I have good health, a clear mind and a strong sense of what I love to do and how to make that happen. I have work that I have chosen and that supplies me with meaning. I have friends that I have known for many years.
And I have a loving family.
For me, family begins with my original family-Mom, Dad, Mike and Jon. As an adult, I have formed a family with Dunreith and Aidan.
I tell them regularly, but perhaps not often enough, that becoming Dunreith’s husband and Aidan’s father are the best decisions I have ever made.
Dunreith is a fantastic wife, best friend and life partner who has helped, taught and challenged me each day of the nearly 12 years since we first got together.
It’s not always been easy, but I am always grateful to be married to her.
We will celebrate 10 years of marriage in September and I am hopeful that we will have many more years of shared adventures and experiences.
Laurie Wagner, Stephanie Rausser, and David Collier have put together Living Happily Ever After, a coffee table book in which couples talk about lasting love.
The couples are a diverse bunch.
The pairs in the book are white, black, Latino and Asian, gay, and straight. There are couples in which the man is older and other in which the woman in older. They range in ages from their 50s to their 90s. Some couples have only been with each other their entire lives, while others have been divorced for more than half of the time they have been together.

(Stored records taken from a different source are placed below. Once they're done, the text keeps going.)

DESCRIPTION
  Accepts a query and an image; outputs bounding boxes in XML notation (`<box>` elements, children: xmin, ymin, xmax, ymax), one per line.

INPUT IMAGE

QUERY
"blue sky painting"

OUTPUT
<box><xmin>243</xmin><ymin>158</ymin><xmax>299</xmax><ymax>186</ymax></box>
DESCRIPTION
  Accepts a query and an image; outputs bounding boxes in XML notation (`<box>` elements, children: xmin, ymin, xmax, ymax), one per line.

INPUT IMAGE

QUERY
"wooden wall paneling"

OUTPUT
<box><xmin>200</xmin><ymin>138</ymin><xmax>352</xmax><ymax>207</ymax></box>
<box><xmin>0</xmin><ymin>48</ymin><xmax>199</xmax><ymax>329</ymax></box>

But the constant element in all of the stories is the love they feel for each other, the honest conversation they share about their marriages and the format in which their stories are told.
Each story has some brief introductory text from the authors, a present day picture of the couple next to text that features the words of both partners, and older shots of the partners.
The couples speak openly about the joy they get from being with the other person and the challenges they have experienced. These can include periods of infidelity, difficulties with in-laws or friends, and the pain caused by parental death.
In the end, though, the couples conclude that being with the other person more than outweighs the difficulties, and, in most cases, say that the meaning they receive from their husband or wife is actually heightened by the troubles they at times experience.
I have found the same to be true with Dunreith.
Living Happily Ever After shows marriage not as a fairy tale, but as the daily construction of life with the person you have chosen to share life’s most powerful and mundane experiences.